Ketujuh, al-wara’ (berhati-hati). Yakni, menjauhi hal yang potensial menimbulkan dosa; meninggalkan perkataan, perbuatan, dan pikiran yang tidak bermanfaat. “Pesan Nabi, di antara ciri keislaman yang baik adalah meninggalkan hal yang tidak bermanfaat,” tutur Oman.
Kedelapan, al-tabattul (pemisahan). Maksudnya, memisahkan hati dari segala urusan, ketika beribadah. Putus dari yang lain, nyambung dengan Allah. “Tidak silau/berharap duniawi atau jabatan, karena hanya memikirkan-Nya. al-Tabattul berkaitan dengan zuhud,” tegasnya.
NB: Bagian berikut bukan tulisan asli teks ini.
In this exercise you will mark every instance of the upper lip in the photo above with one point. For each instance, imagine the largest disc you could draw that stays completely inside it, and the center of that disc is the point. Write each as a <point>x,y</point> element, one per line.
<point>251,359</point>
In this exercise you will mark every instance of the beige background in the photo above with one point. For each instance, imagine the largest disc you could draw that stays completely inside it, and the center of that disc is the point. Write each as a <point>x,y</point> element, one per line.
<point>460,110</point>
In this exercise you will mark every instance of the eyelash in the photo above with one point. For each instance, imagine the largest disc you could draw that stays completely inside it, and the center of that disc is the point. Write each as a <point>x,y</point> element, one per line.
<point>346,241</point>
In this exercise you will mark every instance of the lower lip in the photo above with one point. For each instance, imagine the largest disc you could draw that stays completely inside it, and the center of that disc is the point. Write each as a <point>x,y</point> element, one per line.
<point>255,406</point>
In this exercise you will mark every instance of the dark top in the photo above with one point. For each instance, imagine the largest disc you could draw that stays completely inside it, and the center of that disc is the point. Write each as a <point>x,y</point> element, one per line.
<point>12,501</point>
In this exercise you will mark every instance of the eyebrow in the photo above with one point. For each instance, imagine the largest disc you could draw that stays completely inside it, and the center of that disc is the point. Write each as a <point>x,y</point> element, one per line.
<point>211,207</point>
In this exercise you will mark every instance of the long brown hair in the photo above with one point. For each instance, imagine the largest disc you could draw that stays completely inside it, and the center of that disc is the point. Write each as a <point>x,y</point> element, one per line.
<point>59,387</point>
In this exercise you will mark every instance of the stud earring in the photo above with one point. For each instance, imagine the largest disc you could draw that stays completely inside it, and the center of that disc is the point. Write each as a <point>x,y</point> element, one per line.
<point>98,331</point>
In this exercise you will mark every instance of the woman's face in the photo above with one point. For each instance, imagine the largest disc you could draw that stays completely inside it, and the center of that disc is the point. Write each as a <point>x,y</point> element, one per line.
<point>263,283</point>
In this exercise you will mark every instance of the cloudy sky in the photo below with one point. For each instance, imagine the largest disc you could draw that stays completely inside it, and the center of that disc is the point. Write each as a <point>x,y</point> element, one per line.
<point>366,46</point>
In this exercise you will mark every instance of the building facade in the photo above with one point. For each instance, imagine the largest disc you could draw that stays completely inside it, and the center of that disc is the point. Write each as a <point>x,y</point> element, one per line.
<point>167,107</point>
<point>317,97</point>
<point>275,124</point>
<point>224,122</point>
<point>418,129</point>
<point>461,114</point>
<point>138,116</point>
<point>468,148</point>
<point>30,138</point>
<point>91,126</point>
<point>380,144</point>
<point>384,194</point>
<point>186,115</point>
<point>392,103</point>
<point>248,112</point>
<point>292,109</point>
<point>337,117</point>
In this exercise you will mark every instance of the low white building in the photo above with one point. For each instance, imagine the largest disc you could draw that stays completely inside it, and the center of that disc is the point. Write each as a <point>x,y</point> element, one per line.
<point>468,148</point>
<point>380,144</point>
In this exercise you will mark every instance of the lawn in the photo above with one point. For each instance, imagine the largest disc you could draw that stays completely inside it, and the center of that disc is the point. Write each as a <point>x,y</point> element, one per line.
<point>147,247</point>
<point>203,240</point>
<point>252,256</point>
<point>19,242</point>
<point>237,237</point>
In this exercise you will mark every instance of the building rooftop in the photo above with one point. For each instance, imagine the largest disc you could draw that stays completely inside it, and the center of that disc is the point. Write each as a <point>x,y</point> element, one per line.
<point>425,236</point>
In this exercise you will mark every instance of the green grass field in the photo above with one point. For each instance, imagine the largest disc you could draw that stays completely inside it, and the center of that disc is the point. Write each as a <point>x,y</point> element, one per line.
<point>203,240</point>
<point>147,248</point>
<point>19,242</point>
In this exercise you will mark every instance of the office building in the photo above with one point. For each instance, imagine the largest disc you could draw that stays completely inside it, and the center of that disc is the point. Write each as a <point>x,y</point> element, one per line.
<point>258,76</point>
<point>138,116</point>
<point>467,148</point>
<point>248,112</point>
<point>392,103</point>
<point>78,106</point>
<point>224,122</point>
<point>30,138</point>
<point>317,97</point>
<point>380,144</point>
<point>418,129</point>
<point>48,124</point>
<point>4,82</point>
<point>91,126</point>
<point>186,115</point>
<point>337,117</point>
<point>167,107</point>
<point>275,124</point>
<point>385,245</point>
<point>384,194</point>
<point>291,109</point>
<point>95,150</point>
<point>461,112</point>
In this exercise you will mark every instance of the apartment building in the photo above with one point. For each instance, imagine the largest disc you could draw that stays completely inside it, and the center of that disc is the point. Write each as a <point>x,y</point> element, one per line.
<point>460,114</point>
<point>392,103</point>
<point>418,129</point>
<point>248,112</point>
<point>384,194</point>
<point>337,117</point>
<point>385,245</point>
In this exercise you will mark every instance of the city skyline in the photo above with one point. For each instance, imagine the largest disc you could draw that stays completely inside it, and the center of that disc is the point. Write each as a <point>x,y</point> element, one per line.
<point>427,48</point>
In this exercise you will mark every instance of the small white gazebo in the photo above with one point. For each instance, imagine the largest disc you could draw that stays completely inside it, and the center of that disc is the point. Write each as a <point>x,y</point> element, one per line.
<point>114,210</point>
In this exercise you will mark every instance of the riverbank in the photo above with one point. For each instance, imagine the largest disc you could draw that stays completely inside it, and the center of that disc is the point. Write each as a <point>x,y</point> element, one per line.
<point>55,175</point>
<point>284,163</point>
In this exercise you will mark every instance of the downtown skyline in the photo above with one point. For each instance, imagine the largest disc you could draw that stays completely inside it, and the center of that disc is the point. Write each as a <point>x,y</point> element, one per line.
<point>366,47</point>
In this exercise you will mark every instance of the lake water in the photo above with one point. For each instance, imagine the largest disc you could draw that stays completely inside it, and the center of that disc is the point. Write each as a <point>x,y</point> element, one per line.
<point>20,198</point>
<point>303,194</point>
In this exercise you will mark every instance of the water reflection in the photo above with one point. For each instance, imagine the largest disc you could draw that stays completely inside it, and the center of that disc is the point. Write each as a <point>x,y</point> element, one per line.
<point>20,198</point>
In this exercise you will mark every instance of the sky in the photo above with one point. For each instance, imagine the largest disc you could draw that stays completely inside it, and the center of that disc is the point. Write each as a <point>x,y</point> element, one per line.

Tangga kesembilan adalah al-raja’ (berharap). Yakni, berbaik sangka bahwa kebaikan akan datang, optimis bahwa Tuhan mengabulkan harapan. “Bedakan al-raja’ dengan al-tamanni ("ngarep"); yg pertama berharap sambil berusaha, yang kedua berharap tapi berpangku tangan,” ucapnya.
Tangga terakhir pada bagian Al-Abwab adalah al-raghbah (ketertarikan). Maksudnya, ketertarikan menjalani perjalanan menuju al-Haq/Kebenaran. Al-raghbah lebih tinggi dari al-raja’. “Al-raghbah tidak sekadar berharap menemukan kebenaran, al-raghbah berarti sudah menemukannya, tinggal menjalani,” tandasnya.
Ada di tangga berapa kita? Semoga bermanfaat!